Saban dua bulan pascatanam padi di tiap tahunnya, petani di Jorong Sonsang menghantarkan doa, makan bersama, dengan tujuan hama berlalu, padi tumbuh berisi, dan panen yang melimpah.
Orang-orang Sonsang menamainya kiramaik, ritual meminta kepada Sang Pencipta agar padi tumbuh kembang tanpa ada gangguan.

Sonsang ialah jorong yang masuk teritorial Nagari Koto Tangah, Kecamatan Tilatang Kamang, Kabupaten Agam, sekitar 20 kilometer dari Kota Bukittinggi.
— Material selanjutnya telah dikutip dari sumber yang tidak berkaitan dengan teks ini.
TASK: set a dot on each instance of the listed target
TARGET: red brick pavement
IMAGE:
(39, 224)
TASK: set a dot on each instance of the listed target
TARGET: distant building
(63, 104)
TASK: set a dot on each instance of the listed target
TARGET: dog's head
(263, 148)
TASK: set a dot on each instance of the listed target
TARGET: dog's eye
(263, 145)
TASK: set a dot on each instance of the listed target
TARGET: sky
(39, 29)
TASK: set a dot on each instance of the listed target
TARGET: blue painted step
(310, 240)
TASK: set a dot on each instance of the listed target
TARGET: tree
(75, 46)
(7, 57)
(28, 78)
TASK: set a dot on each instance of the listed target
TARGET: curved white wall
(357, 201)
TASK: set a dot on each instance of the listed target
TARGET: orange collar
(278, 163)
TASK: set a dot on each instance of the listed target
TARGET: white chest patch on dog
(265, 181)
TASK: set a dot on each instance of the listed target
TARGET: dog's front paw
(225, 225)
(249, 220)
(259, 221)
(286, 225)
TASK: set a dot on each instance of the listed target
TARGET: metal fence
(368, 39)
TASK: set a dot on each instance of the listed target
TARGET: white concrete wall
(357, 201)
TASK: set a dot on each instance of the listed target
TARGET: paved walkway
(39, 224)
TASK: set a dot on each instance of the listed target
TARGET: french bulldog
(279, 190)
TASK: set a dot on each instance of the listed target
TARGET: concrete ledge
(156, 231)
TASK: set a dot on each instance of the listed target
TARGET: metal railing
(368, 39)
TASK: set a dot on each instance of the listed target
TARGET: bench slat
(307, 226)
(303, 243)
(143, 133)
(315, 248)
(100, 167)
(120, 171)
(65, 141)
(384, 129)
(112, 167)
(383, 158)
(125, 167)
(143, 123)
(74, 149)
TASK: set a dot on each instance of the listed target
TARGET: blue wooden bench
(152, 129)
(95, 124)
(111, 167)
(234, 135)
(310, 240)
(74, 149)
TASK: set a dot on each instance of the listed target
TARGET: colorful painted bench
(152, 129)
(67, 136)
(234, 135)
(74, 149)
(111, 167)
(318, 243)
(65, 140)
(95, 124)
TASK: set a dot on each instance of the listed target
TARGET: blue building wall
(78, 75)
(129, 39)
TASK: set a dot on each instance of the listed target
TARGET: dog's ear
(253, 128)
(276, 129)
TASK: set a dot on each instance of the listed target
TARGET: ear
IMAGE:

Wali Jorong Sonsang Yul Maison menyebutkan luas total sawah di Sonsang lebih kurang 86 hektare. Sawah yang luas menjadi sumbu ekonomi warga Sonsang. Sebab itu, padi yang tumbuh di atasnya adalah segalanya bagi masyarakat Sonsang. "Sebanyak 85% dari 800 jiwa masyarakat Sonsang adalah petani," ujar Yul.

Sebagian besar petani di Sonsang menanam padi varietas kuriak kusuik. Namun, saat ini juga ada yang mulai menanam varietas putih. Bila hama ramah, dikatakan Yul, panen padi sekitar 100 belek (seperti kotak suara KPU) per hektare. Selain untuk konsumsi, padi dijual.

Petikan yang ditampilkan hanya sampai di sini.